After the headaches and earaches started I went to our local nurse practitioner that operates a small clinic on the outskirts of our small town. She’s great. Of course she chided me. Always does when I come draggin’ my wounded self in for some repairs. So she gave me an injection of prednisone (anti inflammatory steroid ) , an antibiotic injection, and a B-12 injection.

She told me that I’d have “hell to pay” later that night before meds kicked in. Ha! She was not kidding. I only yelled out in pain 3 times when it should have been 100 or so from 11:00 at night until I somehow finally fell asleep at 4:00 in the morn. Ear ache was BAD!

Woke up the next morning at 9:00 feeling about as good as I a had in 20 years! How I go from passing out a 4:00 from pain to waking up 5 hrs later feeling like a champ can only be attributed to modern medicine.

Of course an ear drum ruptured with the infection… and I need hearing aides anyway (combat vet 30% loss) so I can barely hear because the other ear is clogged up too.

With that said I did manage to spend and hr working on this. Still a long way to go. Ear infection may take 3-4 weeks to clear up.

1 Like

That sounds pretty much like my experience.
Tried fiddle tunes but did not really progress much until I learned to travel around the whole fretboard.
Now, -how tunes are put together makes more since and am starting to fit in fills better.

One thing that has helped recently is watching youtube so that i can actually see where someone is playing
I found a group I like called Foghorn String Band -One of the lead singers alternates between Guitar, Mandolin and Fiddle and has a nice not to complicated style.

1 Like

No progression here either…

Hated to find out that you had the ole ice pick jamming you in the ear pain… it’s my best description having been there/done that before… glad it’s feeling better & hopefully clears up sooner than expected :crossed_fingers:!
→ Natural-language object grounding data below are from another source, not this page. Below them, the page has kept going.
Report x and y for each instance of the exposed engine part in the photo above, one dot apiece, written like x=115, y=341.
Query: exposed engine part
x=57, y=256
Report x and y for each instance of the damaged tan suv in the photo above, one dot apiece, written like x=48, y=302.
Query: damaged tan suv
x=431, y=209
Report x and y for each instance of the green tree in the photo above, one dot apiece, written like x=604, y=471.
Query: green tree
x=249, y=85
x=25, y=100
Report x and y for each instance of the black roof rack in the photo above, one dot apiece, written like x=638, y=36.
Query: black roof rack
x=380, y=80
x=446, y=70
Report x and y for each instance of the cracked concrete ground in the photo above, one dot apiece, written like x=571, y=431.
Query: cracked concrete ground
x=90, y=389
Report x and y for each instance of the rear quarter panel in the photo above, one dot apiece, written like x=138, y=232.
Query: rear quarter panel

Here’s how I got derailed:

I was hoping to work on this this past Monday, and ended up with totally different plans. Drove 10 hours out of state Monday & returned Friday. Happy we were able to make the trip. Close family member is very ill (not covid). They are maintaining… for now.
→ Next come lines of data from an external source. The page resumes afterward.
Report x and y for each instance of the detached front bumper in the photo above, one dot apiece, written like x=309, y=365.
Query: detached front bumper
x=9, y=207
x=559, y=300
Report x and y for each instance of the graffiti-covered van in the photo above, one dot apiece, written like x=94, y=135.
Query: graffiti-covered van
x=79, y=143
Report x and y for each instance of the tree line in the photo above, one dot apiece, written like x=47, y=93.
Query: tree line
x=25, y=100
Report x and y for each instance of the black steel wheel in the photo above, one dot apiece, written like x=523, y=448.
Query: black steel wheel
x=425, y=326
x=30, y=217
Got home, found out we (my sons & I) were needed to play at church as the person who usually plays was going to be absent. Was able to get a song practiced late Saturday nite. :+1:t2:

Sunday evening found a half wild kitten in the shop, proceeded to catch said kitten, & got the crap bitten out of my fretting index finger & the thumb of the pickin hand which promptly bled everywhere & swelled up to 3x its normal size… From a kitten, kind of embarrassing :grimacing: …! So I didn’t pick at all today… almost physically impossible. Can’t believe I didnt grab the woodstove leather gloves first, Duh!
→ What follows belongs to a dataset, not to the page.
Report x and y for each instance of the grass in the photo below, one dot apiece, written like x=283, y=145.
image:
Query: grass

I will get back to this song as soon as I can bend my fretting finger again! I’ve got other mando things I was working on that are now on hold too… so I come on here & see what everyone else us up to… :sunglasses:

My wife references the “3rd eye” from time to time, so I came in here anxious to learn about a “3rd ear.” Needless to say, I feel silly. :joy:

3 Likes

I’d like to attempt too, I know it is going to be challenging. I guess I got the key, but due to blues feel its tricky. :slight_smile:

“3rd eye”, was that about Lord Shiva or about “illuminated ones”. :joy:

Oh no on the kitten. I have an old high school buddy that lives in Florida. His daughter has a pet racoon. He fed his outside dogs in the garage one eve, walked away, came back and the pet racoon was eating with the dogs. So he grabs the racoon (it gets fed other stuff) and the racoon ate him up alive. He slung it across the garage just to get it off of his arm it was tearing up. Told me he was flaming mad so he decided that the racoon had to go so he grabbed it’s cage in the house to pen it up and went back out to the garage to get the racoon (it was eating dog food again) so he grabbed it, it tore him up again but managed to get it in the cage. Goes in the house to tell his daughter that the racoon is “out of here come tomorrow”. Ha ha ha. His daughter had her racoon in her bedroom…it was a wild one!

He was a mess for at least a month. His arm got infected and nasty. I mean the thing ate him up on his arm. He told me he was a bloody mess.